Le tribunal administratif de Clermont-Ferrand a tenu le centre hospitalier ponot pour responsable d’une complication infectieuse et d’un retard de consolidation d’une fracture de l’avant-bras sur un garçon de 12 ans qui s’était blessé sur une aire de jeux en 2017.

Le 10 juillet 2017, E... H..., âgé de 12 ans, a été victime d’une chute sur une aire de jeux lui ayant causé une fracture ouverte de l’avant-bras droit, opérée le même jour au centre hospitalier du Puy-en-Velay par la mise en place d’un matériel d’ostéosynthèse. Le 23 juillet 2017, il a été constaté une montée de fièvre et une plaie purulente, entraînant son hospitalisation en urgence dans une clinique à Nîmes, où il a subi une nouvelle intervention en vue du drainage de l’abcès et du parage de la plaie. Après une antibiothérapie, ses broches ont été retirées, le 8 août 2017, puis l’enfant a suivi des séances de rééducation. 
Il sera de nouveau pris en charge pour un retard de consolidation dans une clinique à Montpellier, le 7 novembre 2017, pour la mise en place de fixateurs externes, lesquels seront retirés le 30 novembre 2017. La consolidation définitive a été constatée le 28 mars 2018. 
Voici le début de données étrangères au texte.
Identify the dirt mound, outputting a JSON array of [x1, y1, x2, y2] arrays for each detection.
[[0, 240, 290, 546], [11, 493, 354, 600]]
L’expert conclut à un manquement dans le nettoyage de la plaie initiale

Les parents ont saisi le tribunal d’une demande d’expertise le 14 mai 2018, ordonnée le 10 juillet 2018. L’expert désigné, Dr C... a déposé son rapport le 16 décembre 2018, mettant en cause un manquement du centre hospitalier du Puy-en-Velay dans le nettoyage de la plaie initiale. 
Par lettre du 5 mars 2019, M. et Mme H... ont adressé une demande préalable indemnitaire à cet établissement, demeurée sans réponse. Ils ont donc sollicité le tribunal administratif de Clermont-Ferrand pour demander la condamnation du centre hospitalier du Puy-en-Velay à leur verser 33 282,55 euros en réparation des préjudices subis par leur fils, ainsi que la somme de 11 000 euros en réparation de leurs préjudices moraux propres et de ceux de leurs deux autres enfants.

Par ailleurs, la caisse primaire d’assurance maladie de l’Hérault (CPAM), représentée par Mme J..., responsable du service recours contre tiers, a demandé à ce que le centre hospitalier du Puy soit condamné à lui verser 24 956,66 euros au titre des prestations versées relatives au dommage subi par l’enfant. Elle a aussi demandé que l’établissement hospitalier lui verse la somme de 1 080 euros au titre de l’indemnité forfaitaire de gestion.

Il résulte de l’instruction, et notamment du rapport de l’expert désigné par le tribunal, que le centre hospitalier du Puy est responsable d’un « manquement dans l’exploration et le nettoyage de la plaie traumatique malgré la réalisation parfaite d’une ostéosynthèse (…). La persistance de corps étrangers dans la plaie traumatique a conduit à développer une infection dans la loge musculaire en regard du foyer de fracture ulnaire probablement responsable de l’ouverture cutanée et qui a conduit à une réintervention du fait de l’apparition d’un abcès et probablement responsable du retard de consolidation ulnaire. » 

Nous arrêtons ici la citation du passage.